Deuxième frein : l’accès à l’aide à la rénovation des vergers. Depuis 2017, il faut justifier de plants certifiés ou en cours de certification pour percevoir l’aide nationale à la rénovation des vergers. « Étant donné qu’il n’y avait pas de démarches de certification fruitière en France pour les petits fruits rouges, même si les espèces étaient en théorie éligibles, aucun dossier de demande d’aide n’était de fait éligible », explique FranceAgriMer. Mais des dérogations existent depuis 2019. « Pour la framboise, la myrtille, la groseille et le cassis, les plants CAC (ndlr. Conformité agricole communautaire) sont éligibles sous réserve que le pépiniériste s’engage à inclure les plants concernés par la demande d’aide dans le protocole de contrôle sanitaire validé pour la filière », précise l’office agricole. Une voie dans laquelle s’est immédiatement engagé le SPMF qui attend les premiers plants de myrtille certifiés pour 2021.

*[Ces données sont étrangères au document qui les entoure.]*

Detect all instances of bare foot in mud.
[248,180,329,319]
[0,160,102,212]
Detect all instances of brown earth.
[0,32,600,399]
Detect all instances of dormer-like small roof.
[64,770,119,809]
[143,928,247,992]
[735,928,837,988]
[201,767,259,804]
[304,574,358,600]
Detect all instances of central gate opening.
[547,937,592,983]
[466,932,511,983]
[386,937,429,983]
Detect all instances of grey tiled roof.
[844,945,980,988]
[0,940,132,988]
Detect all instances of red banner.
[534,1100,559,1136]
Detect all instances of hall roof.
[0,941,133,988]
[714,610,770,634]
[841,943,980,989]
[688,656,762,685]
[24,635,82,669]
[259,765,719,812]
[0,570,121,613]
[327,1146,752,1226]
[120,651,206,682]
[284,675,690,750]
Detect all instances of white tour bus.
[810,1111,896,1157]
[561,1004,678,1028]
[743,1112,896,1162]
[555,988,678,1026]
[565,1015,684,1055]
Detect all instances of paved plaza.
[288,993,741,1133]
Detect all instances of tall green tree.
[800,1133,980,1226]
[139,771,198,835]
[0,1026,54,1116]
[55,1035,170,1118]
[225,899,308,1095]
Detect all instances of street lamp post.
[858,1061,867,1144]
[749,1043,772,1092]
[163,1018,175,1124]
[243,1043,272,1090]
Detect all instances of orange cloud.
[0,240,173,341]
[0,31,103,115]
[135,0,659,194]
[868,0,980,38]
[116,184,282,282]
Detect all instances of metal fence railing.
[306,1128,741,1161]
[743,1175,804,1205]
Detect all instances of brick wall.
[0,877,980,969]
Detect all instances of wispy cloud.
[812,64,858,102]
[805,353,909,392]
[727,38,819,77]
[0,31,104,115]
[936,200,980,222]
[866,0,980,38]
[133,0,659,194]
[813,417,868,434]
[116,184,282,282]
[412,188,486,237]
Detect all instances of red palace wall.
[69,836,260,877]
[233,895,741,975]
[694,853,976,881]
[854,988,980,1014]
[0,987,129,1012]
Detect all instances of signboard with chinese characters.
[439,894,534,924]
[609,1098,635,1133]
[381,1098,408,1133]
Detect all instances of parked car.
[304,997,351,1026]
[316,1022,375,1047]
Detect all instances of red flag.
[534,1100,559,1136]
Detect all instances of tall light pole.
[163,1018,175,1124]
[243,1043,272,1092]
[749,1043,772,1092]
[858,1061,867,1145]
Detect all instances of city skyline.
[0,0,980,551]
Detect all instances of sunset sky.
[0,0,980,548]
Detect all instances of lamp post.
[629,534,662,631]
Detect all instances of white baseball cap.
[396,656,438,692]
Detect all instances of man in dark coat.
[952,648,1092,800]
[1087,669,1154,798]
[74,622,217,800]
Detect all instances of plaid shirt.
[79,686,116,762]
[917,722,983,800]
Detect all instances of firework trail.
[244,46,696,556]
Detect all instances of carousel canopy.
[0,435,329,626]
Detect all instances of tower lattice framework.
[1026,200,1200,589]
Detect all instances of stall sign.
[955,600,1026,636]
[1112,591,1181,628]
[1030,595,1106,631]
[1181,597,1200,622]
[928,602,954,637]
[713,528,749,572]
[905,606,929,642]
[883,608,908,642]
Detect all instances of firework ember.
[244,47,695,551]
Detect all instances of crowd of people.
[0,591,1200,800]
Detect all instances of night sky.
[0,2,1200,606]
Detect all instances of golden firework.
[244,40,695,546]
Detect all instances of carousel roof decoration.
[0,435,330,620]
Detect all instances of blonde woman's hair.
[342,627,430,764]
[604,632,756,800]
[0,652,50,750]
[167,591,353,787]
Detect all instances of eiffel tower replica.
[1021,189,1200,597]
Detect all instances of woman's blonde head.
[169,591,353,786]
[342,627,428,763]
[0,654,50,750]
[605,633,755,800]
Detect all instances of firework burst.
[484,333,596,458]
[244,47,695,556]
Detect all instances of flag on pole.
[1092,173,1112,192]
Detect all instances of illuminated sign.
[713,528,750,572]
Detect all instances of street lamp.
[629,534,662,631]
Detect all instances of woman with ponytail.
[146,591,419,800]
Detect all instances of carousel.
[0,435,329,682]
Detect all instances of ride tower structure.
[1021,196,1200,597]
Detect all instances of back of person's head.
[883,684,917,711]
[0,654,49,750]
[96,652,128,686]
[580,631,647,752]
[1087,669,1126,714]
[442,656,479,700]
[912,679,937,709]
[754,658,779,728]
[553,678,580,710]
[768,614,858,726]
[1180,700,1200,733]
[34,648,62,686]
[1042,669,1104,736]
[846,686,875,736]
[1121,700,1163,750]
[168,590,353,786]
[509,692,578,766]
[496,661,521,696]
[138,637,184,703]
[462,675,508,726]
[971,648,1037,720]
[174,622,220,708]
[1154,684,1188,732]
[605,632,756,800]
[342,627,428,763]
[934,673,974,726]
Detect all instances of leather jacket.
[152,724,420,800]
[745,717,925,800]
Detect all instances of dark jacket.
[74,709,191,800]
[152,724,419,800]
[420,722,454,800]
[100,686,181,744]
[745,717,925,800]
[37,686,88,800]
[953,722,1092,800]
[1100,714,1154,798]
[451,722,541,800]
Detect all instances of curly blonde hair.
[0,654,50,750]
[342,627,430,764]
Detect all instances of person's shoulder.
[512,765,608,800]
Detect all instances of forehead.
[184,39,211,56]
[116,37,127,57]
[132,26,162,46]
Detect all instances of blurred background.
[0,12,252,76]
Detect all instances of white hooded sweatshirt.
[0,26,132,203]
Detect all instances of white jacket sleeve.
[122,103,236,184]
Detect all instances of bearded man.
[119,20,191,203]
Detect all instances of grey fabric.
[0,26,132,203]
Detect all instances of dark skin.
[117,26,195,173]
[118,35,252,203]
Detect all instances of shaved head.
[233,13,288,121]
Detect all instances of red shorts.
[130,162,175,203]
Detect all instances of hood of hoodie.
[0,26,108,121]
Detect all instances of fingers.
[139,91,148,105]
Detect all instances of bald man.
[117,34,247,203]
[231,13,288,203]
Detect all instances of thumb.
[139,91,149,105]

Troisième frein : la sélection variétale. Les variétés produites ne correspondent pas forcément aux attentes du marché. « Les framboises cultivées en France sont gustativement excellentes mais elles sont trop fragiles pour le circuit de la distribution », confie le directeur exécutif des achats de Lidl France Michel Biero. « Combien de fois à peine arrivées dans nos plateformes logistiques, et je ne parle même de l’arrivée en magasin, elles ont été refusées car il y avait déjà du jus au fond de la barquette. » Lidl a commencé à proposer de la framboise fraîche sur ses étals français en 2015. Aujourd’hui, l’enseigne en écoule 2 500 t par an dont 5 % produites sur le territoire national. « Nous faisons le maximum pour pousser l’origine France chaque fois que cela est possible », assure le représentant de Lidl. Mais pour lui, la production portugaise a une longueur d’avance sur les autres. « Le champion du monde de la framboise pour les distributeurs, c’est la marque Driscoll au Portugal (ndlr. marque américaine). Les barquettes sont toutes les mêmes, les framboises ont une tenue incroyable et sont de gros calibre. Sans aucun doute, ce sont les meilleurs. » D’où le travail mené par le groupe de réflexion petits fruits rouges créé par Interfel, début 2020, pour aider la filière à se structurer. « L’un des points abordés c’est : comment travailler avec les professionnels de la sélection variétale qui à date ne font pas partie de l’interprofession. Et comment intégrer à ce travail la vision du consommateur et de la vente, et pas juste la performance au niveau de l’exploitation », révèle à demi-mot le pilote du groupe Olivier Ayçaguer, responsable du service économie et compétitivité de filière à Interfel. Un travail qui pourrait être complété par une veille « européenne ou mondiale » de ce que font les obtenteurs et des pratiques en termes d’offre, de communication et de distribution.